DLL hell is a common term for various problems associated with the use of dynamic link libraries (DLLs) or DLL files. A DLL file is a resource within the Windows operating system that contains code and data related to the functionality of one or more applications. These files, which may have the file extension .dll or other file extensions, have been a major building block for the Windows operating system and Windows programs since the early MS-DOS versions of Microsoft’s computer technology. Successive versions of Windows have illustrated certain problems with the use of DLL files for many different programs.

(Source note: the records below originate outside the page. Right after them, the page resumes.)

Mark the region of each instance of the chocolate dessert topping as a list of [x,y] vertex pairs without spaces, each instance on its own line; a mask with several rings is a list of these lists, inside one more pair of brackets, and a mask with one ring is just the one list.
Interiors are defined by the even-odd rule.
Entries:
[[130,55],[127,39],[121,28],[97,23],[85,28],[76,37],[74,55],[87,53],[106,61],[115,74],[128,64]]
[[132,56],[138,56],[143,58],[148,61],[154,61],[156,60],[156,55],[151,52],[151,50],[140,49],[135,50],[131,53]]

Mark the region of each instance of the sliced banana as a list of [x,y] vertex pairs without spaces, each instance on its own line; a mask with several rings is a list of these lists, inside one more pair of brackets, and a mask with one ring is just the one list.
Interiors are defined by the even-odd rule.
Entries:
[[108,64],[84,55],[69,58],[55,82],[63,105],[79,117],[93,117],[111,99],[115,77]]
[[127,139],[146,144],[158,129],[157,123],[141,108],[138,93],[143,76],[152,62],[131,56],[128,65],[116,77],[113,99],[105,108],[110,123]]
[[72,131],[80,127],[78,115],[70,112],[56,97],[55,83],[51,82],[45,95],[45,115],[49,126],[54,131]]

Many of the problems that lead developers to use the term "DLL hell" involve instances when an alteration to a DLL file by a program negatively affects the function of other programs that need to use the same DLL file. Problems with registries, incompatibility and the incorrect updating of DLL files are all part of the general challenge of ordering the use of DLL files across many different applications.

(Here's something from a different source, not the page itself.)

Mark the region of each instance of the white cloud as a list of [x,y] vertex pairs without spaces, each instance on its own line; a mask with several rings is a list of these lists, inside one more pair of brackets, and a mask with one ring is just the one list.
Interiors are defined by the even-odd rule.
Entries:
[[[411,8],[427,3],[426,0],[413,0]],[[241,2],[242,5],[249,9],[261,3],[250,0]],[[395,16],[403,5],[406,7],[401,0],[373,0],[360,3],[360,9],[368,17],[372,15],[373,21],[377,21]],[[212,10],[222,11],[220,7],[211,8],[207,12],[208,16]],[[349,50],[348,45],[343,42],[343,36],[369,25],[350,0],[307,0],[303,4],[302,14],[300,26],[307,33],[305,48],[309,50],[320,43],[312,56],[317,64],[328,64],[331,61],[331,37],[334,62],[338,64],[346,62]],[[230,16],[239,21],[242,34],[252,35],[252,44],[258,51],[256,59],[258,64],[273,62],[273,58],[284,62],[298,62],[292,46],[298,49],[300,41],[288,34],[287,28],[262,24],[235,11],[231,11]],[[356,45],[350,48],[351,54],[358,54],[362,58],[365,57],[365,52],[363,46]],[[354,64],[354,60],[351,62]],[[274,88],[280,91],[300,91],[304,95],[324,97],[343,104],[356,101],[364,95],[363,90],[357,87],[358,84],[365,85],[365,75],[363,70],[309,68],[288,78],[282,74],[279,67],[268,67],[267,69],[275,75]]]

In more current versions of Windows, some of the problems that contribute to DLL hell have been addressed and solved to some extent. Changes include a .NET framework, which uses metadata to describe program components. This system helps with versioning and deployment to alleviate some of the problems that arise due to cross-language DLL use or situations where applications have to share a DLL file. A Windows File Protection system, introduced in Windows 2000, stops some programs from changing system DLL files. Other solutions involve placing an application's DLL file into a separate folder rather than storing it in a shared location so that each application can have its own unique version of the DLL file.